Ali Şamil Hüseyin oğlu
Azerbaycan Milli İlimler Akademisi Folklor Enstitüsü
Bakü- Azerbaycan.
KÖROĞLU DESTANINDA ÂŞIK SERBESTLİGİ
Özet: Ali Kemalinin arşivinde olan, her biri bir saatlik 7 bantda «Köroğlu» destanı söylenilip. Uzun yıllar araştırdıktan sonra destanı söyleyenin Âşık Aliekber olduğunu öğrene bildik. 2004 yılın Aralığında hazırda Kerec yakınlığındaki Seidabad köyünde yaşayan âşıkla görüştük. Âşık bantı 1986-1988 yıllarda yazdırdığını bildirdi. O, banta konuştuğu Köroğlu Destanını Savenin Sengek Marağeyli Âşık Abülkasımdan öğrendiğini bildirdi.
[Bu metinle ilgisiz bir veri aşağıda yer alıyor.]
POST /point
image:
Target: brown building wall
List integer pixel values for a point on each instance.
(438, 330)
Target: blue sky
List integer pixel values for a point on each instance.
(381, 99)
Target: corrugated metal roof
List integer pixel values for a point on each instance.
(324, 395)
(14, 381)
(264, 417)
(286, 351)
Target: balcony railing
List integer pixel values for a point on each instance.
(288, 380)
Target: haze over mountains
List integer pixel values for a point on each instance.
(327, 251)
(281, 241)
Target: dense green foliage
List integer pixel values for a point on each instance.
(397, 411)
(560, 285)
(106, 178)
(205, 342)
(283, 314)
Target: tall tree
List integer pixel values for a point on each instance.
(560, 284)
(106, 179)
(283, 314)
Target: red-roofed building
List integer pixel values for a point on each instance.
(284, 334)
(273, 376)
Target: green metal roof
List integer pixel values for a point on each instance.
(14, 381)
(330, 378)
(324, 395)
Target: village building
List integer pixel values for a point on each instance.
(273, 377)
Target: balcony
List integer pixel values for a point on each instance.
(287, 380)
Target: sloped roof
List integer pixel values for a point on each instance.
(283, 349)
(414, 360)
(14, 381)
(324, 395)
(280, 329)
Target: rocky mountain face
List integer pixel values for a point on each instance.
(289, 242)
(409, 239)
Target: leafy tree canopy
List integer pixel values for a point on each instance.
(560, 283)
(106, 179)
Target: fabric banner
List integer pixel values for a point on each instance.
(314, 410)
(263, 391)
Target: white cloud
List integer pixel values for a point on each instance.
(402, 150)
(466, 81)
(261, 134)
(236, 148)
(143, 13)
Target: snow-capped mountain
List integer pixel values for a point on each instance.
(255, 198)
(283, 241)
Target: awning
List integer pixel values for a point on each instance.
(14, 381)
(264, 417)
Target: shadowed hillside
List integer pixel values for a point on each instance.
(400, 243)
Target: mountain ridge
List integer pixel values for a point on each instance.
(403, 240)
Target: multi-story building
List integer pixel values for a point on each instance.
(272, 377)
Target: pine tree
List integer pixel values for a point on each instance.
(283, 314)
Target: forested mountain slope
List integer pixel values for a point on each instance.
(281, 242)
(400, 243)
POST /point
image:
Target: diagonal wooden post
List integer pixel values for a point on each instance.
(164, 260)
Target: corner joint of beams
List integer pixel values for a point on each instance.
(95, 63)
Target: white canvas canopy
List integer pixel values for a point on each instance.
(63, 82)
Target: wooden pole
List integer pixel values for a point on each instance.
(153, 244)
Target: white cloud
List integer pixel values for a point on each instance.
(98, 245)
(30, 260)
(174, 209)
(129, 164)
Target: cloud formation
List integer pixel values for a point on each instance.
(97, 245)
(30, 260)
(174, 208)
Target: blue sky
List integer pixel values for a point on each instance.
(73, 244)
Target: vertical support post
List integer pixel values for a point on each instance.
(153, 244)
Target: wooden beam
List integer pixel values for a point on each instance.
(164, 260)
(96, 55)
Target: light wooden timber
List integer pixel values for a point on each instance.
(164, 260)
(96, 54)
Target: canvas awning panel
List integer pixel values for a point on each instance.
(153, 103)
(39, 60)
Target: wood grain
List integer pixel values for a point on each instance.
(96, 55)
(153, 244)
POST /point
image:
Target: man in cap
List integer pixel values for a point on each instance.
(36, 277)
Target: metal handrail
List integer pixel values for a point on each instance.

Âşık Aliekberin bant’a yazdırdığı Köroğlu Destanının meclislerini(boylarını) böyle tanıtıyor: «Bu Köroğlunun Çemlibele gelmegidi ve Arap Reyhanı görmegidir», «Bu da Köroğlunun degirmanda Gıratı Hamzaya vermegi ve onu geri almagıdır», «Bu Köroğlunun Nigar seferiydi ki, destanı Nigrı getdi getire», «Bu da Köroğlunun Ayvaz destanıydı ki, getdi Ayvazı getirdi», «Bu Köroğlunun Demirçioğlu seferiydi ki arz eledim», «Bu da Ayvazın durna seferinin destanıydı ki, payama çatı», «Bu da Ayvazın Türkmene getmegidi ve ata, anasını toyuna davet etmegidi», «Bu destan da Köroğlunun Bolu Serdarı aktarmağıdı»
Meclislerin (boylarını) adlandırılması «Kitabi-Dede Korkut»un boylarının adını, M.Füzulinin «Leyli ve Mecnun» uzun şiirinin bölümlerinin başlıklarını ve b. orta yüzyıl kaynaklarını hatırlatır.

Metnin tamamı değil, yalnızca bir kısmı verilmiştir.